Hay palabras que no tiene explicación en los sentimientos en las percepciones lumínicas, en los atardeceres silenciosos o en los mensajes de WhatsApp. Hay palabras que se nos antojan huidizas y se esconden en los lugares secretos, de los callejones secretos del lenguaje.
Decía Neruda que las palabras tienen alas o no las tienen. Parece ser que la Real Academia si te explica, te da significado formal a todas las que ellos creen conformes. Pero, ¿qué ocurre con las palabras que no tiene nada que ver con el lenguaje conocido? Se quedan adheridas al papel como ese polvo pegajoso y en segundos desencantado que habita en los pliegos viejos o en el instante de un rayo de luz sobre la superficie barnizada de una mesa. Hay palabras que fugitivas se exilan para no perder su esencia, su autenticidad, su idea, su concavidad corporal que nada nombra y todo lo intuye todo lo que descubre en la faz de esta tierra que quiere ser nombrado o innombrable.

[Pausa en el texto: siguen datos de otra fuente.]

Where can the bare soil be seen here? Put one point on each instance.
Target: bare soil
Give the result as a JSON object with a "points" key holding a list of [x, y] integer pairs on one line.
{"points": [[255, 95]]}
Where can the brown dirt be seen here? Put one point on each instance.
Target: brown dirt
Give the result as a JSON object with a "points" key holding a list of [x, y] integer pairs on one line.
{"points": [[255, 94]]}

El símbolo de la belleza puede tener el nombre salado del mar los ojos azules de una Virgen, las sienes taladradas de espinas del Rescatado en cuya talla se comprende mejor el significado de la palabra sufrir o esperar o rezar o tal vez convicción.
Vacío y desolación hechos de un alfabeto extraño de un idioma ajeno que no parece tocarnos los bordes de nuestra piel. Hay filósofos de las palabras que se aíslan en sus torres de marfil o se encadena en las mazmorras de los desafíos lingüísticos la espera de una libertad que ellos mismos nos se conceden. Sin embrago las palabras son libres y descubren pensamientos que cobran cuerpo en el exterior de sí mismas. Es así como hilvanan versos Valente o de Hölderling, cuando vagaba por las estrofas de Grecia en un canto clásico. Ni desinterés ni pasividad. “Tanto vale el hombre y tanto vale el esplendor de la vida”.